How are CD rates changing?

CD rates are on an upward trend and have been for some time. For instance, the national average rate for a 12-month CD was 2.51% as of August 22 2023, according to FDIC data. In May 2022 the national average rate for the same CD term was 0.96%

Why are CD rates on the rise? It has to do with adjustments to the federal funds rate, which is the rate at which deposit institutions lend money to one another overnight. The Federal Reserve controls movements in the federal funds rate to manage monetary policy in the U.S. 

When there's an increase in the federal funds rate, banks can raise rates for CDs and other interest-bearing accounts. Likewise, loan and credit card rates can also rise. Conversely, when the Fed cuts rates, banks can pay less to savers and charge lower rates for loans. 

Beginning in the first quarter of 2022, the Fed started raising rates in an attempt to curb rising inflation. There have been 10 rate increases since March 2022, with the possibility of more on the horizon, which could lead to even higher CD rates. 

Alternatives to CDs

A CD account is one way to save, but it's not the only option. You might also consider any of the following if you're looking for CD alternatives:

You might also consider opening an investment account to purchase stocks, bonds, or other securities. Investing money could help you to earn even higher interest rates.
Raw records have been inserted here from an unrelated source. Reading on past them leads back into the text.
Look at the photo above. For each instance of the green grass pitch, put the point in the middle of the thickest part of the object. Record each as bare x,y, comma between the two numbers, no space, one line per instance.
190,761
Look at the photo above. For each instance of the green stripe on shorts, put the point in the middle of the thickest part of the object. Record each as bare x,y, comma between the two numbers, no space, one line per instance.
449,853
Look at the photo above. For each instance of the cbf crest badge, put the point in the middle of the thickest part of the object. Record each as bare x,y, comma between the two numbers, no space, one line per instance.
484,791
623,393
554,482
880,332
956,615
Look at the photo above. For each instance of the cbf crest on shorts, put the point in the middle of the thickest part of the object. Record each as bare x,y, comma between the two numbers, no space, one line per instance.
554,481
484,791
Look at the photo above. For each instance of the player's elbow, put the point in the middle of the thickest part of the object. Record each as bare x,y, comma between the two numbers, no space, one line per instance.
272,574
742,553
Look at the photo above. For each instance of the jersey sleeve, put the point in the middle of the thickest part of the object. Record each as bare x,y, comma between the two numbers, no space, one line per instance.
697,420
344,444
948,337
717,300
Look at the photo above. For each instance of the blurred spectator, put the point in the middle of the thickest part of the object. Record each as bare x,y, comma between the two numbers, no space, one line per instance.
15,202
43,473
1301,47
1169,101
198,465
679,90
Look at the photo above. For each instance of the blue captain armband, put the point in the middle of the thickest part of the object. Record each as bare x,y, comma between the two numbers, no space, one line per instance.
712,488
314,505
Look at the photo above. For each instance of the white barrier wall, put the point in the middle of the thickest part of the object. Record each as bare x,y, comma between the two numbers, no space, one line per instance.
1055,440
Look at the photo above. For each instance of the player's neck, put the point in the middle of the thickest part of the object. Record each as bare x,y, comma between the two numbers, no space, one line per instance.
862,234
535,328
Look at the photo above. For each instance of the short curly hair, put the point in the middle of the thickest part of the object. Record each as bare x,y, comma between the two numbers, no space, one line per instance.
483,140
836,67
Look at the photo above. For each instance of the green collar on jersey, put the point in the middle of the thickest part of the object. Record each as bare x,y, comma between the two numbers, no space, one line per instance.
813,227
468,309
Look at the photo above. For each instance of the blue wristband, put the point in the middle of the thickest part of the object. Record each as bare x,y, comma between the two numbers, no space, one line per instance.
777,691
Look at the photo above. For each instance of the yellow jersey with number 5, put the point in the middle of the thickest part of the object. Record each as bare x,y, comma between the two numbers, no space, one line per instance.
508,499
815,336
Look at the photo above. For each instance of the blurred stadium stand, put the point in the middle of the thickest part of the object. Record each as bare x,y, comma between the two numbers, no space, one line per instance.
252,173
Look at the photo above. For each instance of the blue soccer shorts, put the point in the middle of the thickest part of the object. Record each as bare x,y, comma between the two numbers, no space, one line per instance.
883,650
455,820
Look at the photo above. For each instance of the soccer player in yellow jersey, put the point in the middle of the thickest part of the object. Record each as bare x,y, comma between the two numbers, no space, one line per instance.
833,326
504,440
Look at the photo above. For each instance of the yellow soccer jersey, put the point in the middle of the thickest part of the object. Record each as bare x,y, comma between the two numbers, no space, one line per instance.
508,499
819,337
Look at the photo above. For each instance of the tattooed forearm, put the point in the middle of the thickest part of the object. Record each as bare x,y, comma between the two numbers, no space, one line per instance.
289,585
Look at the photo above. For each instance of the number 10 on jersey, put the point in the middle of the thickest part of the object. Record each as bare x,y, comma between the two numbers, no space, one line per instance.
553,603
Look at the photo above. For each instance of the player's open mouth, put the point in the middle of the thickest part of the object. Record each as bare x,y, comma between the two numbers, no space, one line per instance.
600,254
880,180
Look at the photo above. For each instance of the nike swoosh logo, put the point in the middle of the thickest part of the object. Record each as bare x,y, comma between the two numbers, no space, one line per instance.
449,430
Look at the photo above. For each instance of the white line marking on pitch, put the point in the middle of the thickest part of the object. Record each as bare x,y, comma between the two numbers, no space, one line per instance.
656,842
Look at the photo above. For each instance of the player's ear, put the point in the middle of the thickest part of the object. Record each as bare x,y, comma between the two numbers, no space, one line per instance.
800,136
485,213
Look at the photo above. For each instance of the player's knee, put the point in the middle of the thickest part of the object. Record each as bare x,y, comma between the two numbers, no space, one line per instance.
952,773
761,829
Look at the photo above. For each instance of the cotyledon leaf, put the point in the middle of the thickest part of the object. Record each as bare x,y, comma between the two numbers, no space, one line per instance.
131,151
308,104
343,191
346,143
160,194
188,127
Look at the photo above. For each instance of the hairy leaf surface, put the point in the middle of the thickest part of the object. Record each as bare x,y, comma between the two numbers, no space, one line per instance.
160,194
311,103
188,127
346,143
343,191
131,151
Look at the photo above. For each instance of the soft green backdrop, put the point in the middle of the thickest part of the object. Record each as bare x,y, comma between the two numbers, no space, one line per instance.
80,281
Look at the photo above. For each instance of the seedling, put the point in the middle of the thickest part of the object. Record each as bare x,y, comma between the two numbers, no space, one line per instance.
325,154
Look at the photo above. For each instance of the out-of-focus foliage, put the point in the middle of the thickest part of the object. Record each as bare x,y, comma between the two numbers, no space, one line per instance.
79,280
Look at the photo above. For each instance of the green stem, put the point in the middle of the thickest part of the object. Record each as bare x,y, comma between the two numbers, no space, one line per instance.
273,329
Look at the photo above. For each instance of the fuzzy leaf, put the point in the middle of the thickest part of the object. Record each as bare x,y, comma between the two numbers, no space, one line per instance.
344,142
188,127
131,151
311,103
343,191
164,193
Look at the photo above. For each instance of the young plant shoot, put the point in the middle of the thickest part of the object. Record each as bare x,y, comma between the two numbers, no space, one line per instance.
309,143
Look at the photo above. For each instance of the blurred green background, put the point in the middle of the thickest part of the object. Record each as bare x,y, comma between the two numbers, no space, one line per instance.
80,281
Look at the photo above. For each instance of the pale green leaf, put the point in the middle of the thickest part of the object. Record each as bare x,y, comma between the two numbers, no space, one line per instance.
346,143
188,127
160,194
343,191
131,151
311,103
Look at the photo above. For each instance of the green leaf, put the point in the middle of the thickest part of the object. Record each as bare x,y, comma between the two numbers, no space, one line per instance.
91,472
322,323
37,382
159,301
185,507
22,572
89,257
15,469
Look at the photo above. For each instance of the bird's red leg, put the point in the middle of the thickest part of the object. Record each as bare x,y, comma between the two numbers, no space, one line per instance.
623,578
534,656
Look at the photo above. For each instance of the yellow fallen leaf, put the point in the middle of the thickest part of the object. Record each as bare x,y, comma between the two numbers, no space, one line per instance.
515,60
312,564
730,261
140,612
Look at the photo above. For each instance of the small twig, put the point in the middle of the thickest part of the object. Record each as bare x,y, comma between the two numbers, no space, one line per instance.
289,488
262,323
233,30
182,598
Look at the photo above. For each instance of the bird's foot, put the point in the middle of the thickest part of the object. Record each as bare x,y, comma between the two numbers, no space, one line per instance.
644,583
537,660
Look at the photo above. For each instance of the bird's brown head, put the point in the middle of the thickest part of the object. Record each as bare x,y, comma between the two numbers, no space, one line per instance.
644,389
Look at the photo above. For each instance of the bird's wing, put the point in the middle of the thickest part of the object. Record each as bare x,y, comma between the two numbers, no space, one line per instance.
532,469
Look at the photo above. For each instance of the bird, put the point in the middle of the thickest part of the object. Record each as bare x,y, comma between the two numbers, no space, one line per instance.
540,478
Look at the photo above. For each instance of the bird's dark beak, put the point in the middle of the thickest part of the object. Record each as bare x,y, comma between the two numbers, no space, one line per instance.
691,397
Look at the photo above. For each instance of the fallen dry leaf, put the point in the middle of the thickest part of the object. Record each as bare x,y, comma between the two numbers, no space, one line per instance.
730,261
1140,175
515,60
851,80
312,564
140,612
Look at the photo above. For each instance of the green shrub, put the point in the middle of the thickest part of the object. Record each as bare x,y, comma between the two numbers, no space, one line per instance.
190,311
However, it's important to keep in mind that investing can be risky, and there's always the possibility that you might lose money. 

TIME Stamp: Opening a CD gets you closer to your savings goals

Your choice of bank matters. You might choose one of the options included here or start your search at your current bank before branching out. When comparing CD rates, remember to also factor in maturity terms, early withdrawal penalties, and which way interest rates are moving in general. 

Frequently asked questions (FAQs)

What is considered a good CD rate?

What constitutes a good CD rate can depend on the overall interest-rate environment. If rates are low in general, anything approaching 1.00% might be good. When rates are high, it's not unusual to see banks offering APYs in the neighborhood of 5.00%. Comparing different banks can help you find the best CD rates. 

What is the highest-paying 12-month CD?

There are a number of online banks that offer 12-month CDs with competitive rates. Some of the highest-paying 12-month CDs have rates ranging from 4.75% to 5.00%. Traditional banks can also offer 12-month CDs, though it's not uncommon to see much lower rates. 

Are 10-year CD rates worth it?

Whether it makes sense to choose a 10-year CD can depend on your goals and what you expect to happen with CD rates. A 10-year CD with a 5.00% APY may be attractive if you expect CD rates to drop substantially and remain low during that time period. On the other hand, a 10-year CD may not be worth it if you expect CD rates to rise or know you'll need your money before maturity.